Direct Cloudflare REST API via curl. Endpoint pattern:

PUT https://api.cloudflare.com/client/v4/accounts/{acct:…ab47}/storage/kv/namespaces/{ns:…c095}/values/{key}
Authorization: Bearer $CF_API_TOKEN

Three keys are written per run: edition:<ISO_TS>, editions (JSON array, newest-first), latest (plain text pointer). The wrangler alternative documented in the skill is not used. On LAPTOP-KAI there is no ~/.wrangler/, no signal-feed/worker/ subdir in the repo, and no local wrangler install. CF_API_TOKEN is the only credential in play and is sourced from ~/signal-feed.env via ~/.bashrc. CLOUDFLARE_API_TOKEN (wrangler’s preferred env var) is unset and irrelevant on this host.

publish.py is dead code

src/signal_feed/publish.py is 45 lines. It targets the Cloudflare Pages Direct Upload endpoint (/accounts/{acct}/pages/projects/{proj}/deployments), not Workers KV. Exports one function, publish_to_cloudflare(), which has zero callers in the repo. generate.py does not import it. The sf-generate console script (pyproject.tomlsignal_feed.generate:main) does not reach it. The file contains no references to CF_KV_NAMESPACE_ID despite earlier speculation; that env var is unused anywhere in the repo.

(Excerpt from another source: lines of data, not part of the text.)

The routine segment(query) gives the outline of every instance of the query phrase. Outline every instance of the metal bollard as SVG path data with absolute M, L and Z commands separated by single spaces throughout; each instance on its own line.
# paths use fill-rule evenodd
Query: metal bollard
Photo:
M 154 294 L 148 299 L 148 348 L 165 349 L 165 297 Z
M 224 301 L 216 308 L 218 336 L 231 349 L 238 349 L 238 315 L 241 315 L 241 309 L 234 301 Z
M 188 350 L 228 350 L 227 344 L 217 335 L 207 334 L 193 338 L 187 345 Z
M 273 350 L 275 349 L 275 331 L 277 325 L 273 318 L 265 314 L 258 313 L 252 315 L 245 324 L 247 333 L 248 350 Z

Implication: the CF_PAGES_PROJECT=signal-feed Pages project from the v0.1 design is decoupled from the current publish flow. Safe to delete publish.py once Advin’s deployed copy is confirmed identical, or keep it as a documented fallback with a header comment noting it is unused.

KV state vs digests table

Snapshot 2026-04-18 03:25 UTC.

KV keys in namespace {ns:…c095}:

  • edition:2026-04-15T00:00:00+00:00
  • edition:2026-04-16T03:59:00+00:00
  • edition:2026-04-16T12:00:00+00:00
  • edition:2026-04-18T01:46:37+00:00
  • editions, latest

Postgres digests table (Advin, glb-postgres container):

edition_dateedition_tshtml_bytesposts
2026-04-182026-04-18 01:46:37+002852826
2026-04-162026-04-16 12:00:00+00265465
2026-04-152026-04-16 03:59:00+002554227
2026-04-152026-04-15 00:00:00+002667227

Consistency: KV edition keys and digests.edition_ts match 1:1 across all four rows. latest correctly resolves to 2026-04-18T01:46:37+00:00.

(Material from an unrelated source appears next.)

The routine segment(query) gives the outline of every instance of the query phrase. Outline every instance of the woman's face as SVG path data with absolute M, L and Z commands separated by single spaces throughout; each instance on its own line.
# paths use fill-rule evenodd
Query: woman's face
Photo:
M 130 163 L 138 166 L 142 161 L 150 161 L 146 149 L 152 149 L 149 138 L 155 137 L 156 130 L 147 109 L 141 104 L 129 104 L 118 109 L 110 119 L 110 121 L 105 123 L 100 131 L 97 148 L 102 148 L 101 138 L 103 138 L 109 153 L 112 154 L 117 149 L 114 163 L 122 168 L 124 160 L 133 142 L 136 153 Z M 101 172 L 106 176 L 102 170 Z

Drift: editions only contains two entries, ["2026-04-18T01:46:37+00:00", "2026-04-16T12:00:00+00:00"]. The two earlier editions are orphaned from the dropdown on debrief.pentz.io, though still retrievable by direct KV key. Root cause is likely an early run where the “read current editions, append, write back” step ran before all keys were tracked. Repair: list edition:* keys from the KV API, sort descending, PUT the result back to the editions key.

Access and reachability

debrief.pentz.io is behind Cloudflare Access (Zero Trust, team allysoftllc). Anonymous curl -I returns 302 to allysoftllc.cloudflareaccess.com. No anonymous content verification is possible from outside. The latest KV value being current is the best external signal that a given run succeeded.

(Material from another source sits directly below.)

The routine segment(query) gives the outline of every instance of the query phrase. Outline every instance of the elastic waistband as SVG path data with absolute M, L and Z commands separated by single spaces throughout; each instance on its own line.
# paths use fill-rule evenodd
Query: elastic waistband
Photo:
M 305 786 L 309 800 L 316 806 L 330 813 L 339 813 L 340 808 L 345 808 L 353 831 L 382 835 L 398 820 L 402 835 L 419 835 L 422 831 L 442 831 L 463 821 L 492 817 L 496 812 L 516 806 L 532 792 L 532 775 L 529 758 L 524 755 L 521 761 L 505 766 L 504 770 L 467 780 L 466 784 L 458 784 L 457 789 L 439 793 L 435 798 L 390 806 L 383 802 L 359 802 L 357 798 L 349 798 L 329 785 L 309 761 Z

Token rotation impact on LAPTOP-KAI

Only the curl publish path inside /signal-crawl consumes CF_API_TOKEN on this host. Rotating the token requires updating ~/signal-feed.env on the laptop and /opt/signal-feed/.env on Advin. No wrangler-cached OAuth token exists on this machine; no worker-local config; no other .env file carries CF credentials (only ~/src/signal-feed/.env.example).

Open items

  • Rebuild the editions KV value from the current KV key listing so the site dropdown shows all four editions.
  • Decide whether publish.py stays as a documented fallback or gets removed. If it stays, add a top-of-file comment noting it is unused in the current pipeline.
  • Only install wrangler + CLOUDFLARE_API_TOKEN on LAPTOP-KAI if wrangler is wanted as a sanctioned backup. Otherwise leaving it off prevents accidental OAuth prompts under cron.